Scott Wilson, the fiancé, said the only thing he had used the debit card for recently was to help a classified advertising representative who called Sunday to fix some billing problems - or so he thought.
"At first, I didn't think it was legitimate, because it was a Sunday. But I thought maybe they're working for the Monday paper. ... I just didn't know what to think," Wilson said.
The couple pieced together that the caller, who sounded like a young man and identified himself as Malcolm, used the bogus pretense and gleaned a few pieces of information from a classified ad selling Wilson's truck to scam them. Wilson said his called ID said the number was withheld.
The Juneau Empire's classifieds desk received four calls from their customers Monday reporting similar suspicious calls and two more Tuesday. So far, only Wilson and Gregg said they'd divulged sensitive information.
They were fortunate in realizing their account had been compromised within 24 hours and after a single fraudulent charge.
"This is the first time anything like this has ever happened to us," Gregg said.

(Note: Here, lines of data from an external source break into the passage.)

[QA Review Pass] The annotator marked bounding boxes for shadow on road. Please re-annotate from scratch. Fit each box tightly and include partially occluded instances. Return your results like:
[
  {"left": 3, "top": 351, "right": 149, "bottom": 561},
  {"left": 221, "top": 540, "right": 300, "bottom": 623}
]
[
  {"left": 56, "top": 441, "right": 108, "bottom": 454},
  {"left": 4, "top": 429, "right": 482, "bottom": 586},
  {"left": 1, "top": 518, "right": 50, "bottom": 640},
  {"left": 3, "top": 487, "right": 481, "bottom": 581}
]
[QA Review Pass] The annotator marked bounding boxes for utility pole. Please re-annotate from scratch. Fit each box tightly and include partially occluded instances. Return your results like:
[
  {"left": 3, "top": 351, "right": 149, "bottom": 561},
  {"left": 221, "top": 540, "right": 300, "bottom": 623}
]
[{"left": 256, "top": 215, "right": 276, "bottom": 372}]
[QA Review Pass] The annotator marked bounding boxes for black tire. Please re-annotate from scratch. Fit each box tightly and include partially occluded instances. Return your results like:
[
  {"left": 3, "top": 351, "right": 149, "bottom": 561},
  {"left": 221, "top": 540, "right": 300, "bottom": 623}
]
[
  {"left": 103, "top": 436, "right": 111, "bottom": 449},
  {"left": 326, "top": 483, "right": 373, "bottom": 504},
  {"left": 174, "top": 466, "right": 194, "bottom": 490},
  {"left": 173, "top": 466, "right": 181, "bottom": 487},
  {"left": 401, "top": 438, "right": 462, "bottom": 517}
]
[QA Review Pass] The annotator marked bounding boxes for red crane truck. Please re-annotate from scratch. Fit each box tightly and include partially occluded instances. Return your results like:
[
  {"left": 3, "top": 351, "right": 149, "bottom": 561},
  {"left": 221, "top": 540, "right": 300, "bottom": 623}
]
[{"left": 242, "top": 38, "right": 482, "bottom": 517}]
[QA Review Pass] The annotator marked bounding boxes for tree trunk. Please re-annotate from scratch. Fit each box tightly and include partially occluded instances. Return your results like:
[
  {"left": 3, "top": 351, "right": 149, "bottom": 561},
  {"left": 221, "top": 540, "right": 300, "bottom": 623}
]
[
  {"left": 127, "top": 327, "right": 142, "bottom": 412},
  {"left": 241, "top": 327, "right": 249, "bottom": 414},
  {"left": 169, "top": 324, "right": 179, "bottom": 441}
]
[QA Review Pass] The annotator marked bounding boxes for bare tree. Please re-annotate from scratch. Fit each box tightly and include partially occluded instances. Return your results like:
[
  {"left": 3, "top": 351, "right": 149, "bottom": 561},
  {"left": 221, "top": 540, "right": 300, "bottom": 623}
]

They froze the account are working through paperwork with their bank, Wells Fargo, to have the fraudulent charge expunged.
"What I should've done if a guy calls, said there's an issue with my account, I should've just said, 'That's fine, I work right down the road, and I'll swing by and handle it personally,'" Wilson said.
The inmate phone charge with Los Angeles-based PCS Inc. suggests Wilson's scammer was from out-of-state or had out-of-state ties. The Alaska Department of Corrections contracts with Dallas-based Securus Technologies for inmate phone services, corrections spokesman Richard Schmitz said.